Claude / Operating Manual · Setup

← All Operating Manual pages

Permissions & Settings

Configure what Claude can run without asking via settings.json allowlists at project or user scope.

GA · updated 2026-06-14

Claude's default stance is to ask before executing tools: Bash commands, file writes, MCP calls, URL fetches. That's safe but noisy. The permission model lets you declare what's safe to run without confirmation via settings.json, either scoped to a project or applied globally across all your sessions.

The config lives in two places: .claude/settings.json at the project root (committed with your repo, shared with the team) and a user-level global file for personal defaults. Project-level settings layer on top of user-level ones. You specify allowed tools and, for Bash, specific command patterns. Claude matches these at runtime and skips the prompt for anything on the list.

How you use it day-to-day

  • Allowlist read-only Bash patterns. Commands like git status, ls, cat, and test runners are safe to auto-approve at the project level. Add them to .claude/settings.json so the whole team benefits without a per-session prompt.
  • Use /permissions to allowlist domains. When you paste URLs for Claude to fetch, the /permissions command is how you approve those domains so Claude doesn't stop to ask on each fetch.
  • Share settings via git. Commit .claude/settings.json (and .mcp.json for MCP servers) so team members get the same approved toolset from the first clone. Don't commit your user-level file. That one is personal.
  • Allow safe operations to match your risk tolerance. The official advice: allow safe operations, stay conservative on destructive ones. A lint runner or test command rarely needs human review; a rm -rf does.
  • Use --dangerously-skip-permissions only in isolation. For fully autonomous runs (CI, containers, lint-and-commit scripts), this flag bypasses all permission checks. The source is explicit: only use it in containers without internet access. Don't run it in your main dev environment.
  • Lean on auto mode once you trust the loop. A year after GA, Boris Cherny (Claude Code's creator) said he runs auto mode over plan mode for most work and lets routines fix bugs before he ever sees them. The bottleneck shifts from typing to oversight. Start conservative, then widen the allowlist as your confidence in the workflow grows.

Gotchas

  • Project settings are visible to everyone with repo access. Don't allowlist anything that would be a security problem if a contributor ran it automatically.
  • Reducing prompts speeds things up, but so does tuning CLAUDE.md.
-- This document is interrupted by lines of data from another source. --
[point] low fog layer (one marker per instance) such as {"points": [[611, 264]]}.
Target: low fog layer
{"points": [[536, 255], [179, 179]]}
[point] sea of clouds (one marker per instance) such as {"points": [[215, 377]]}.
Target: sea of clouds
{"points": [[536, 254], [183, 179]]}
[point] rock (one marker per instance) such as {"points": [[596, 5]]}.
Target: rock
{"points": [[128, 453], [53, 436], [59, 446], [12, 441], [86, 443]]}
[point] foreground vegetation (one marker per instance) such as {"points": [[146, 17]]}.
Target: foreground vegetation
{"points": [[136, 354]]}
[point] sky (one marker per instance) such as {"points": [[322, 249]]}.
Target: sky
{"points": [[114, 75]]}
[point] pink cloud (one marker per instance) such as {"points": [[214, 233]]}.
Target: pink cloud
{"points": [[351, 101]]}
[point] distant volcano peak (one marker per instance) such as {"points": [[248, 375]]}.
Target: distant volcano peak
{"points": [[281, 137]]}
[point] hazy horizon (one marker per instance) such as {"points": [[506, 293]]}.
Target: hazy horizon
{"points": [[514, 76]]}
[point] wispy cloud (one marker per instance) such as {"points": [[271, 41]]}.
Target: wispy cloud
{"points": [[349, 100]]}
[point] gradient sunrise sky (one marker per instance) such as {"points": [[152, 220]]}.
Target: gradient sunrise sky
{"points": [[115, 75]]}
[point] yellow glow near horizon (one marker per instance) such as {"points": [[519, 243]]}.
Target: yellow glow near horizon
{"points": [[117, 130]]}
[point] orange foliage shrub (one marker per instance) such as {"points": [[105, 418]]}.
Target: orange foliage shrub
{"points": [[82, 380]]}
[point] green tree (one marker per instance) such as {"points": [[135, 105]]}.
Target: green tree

Specific file references and a well-tuned CLAUDE.md cut down on exploratory tool calls in the first place, which matters more than approval speed.
  • --dangerously-skip-permissions is not a convenience flag. The source explicitly warns it should only run in containers without internet access, not as a way to avoid prompts in a normal session.
  • Allow lists are pattern-based for Bash. Overly broad patterns can auto-approve more than you intend. Be specific about the exact commands you're comfortable with.

Practical starting point: run the fewer-permission-prompts skill (/fewer-permission-prompts in your session) to scan your recent transcripts and generate a prioritized allowlist for your project .claude/settings.json. It extracts what you've already been approving and writes the config for you.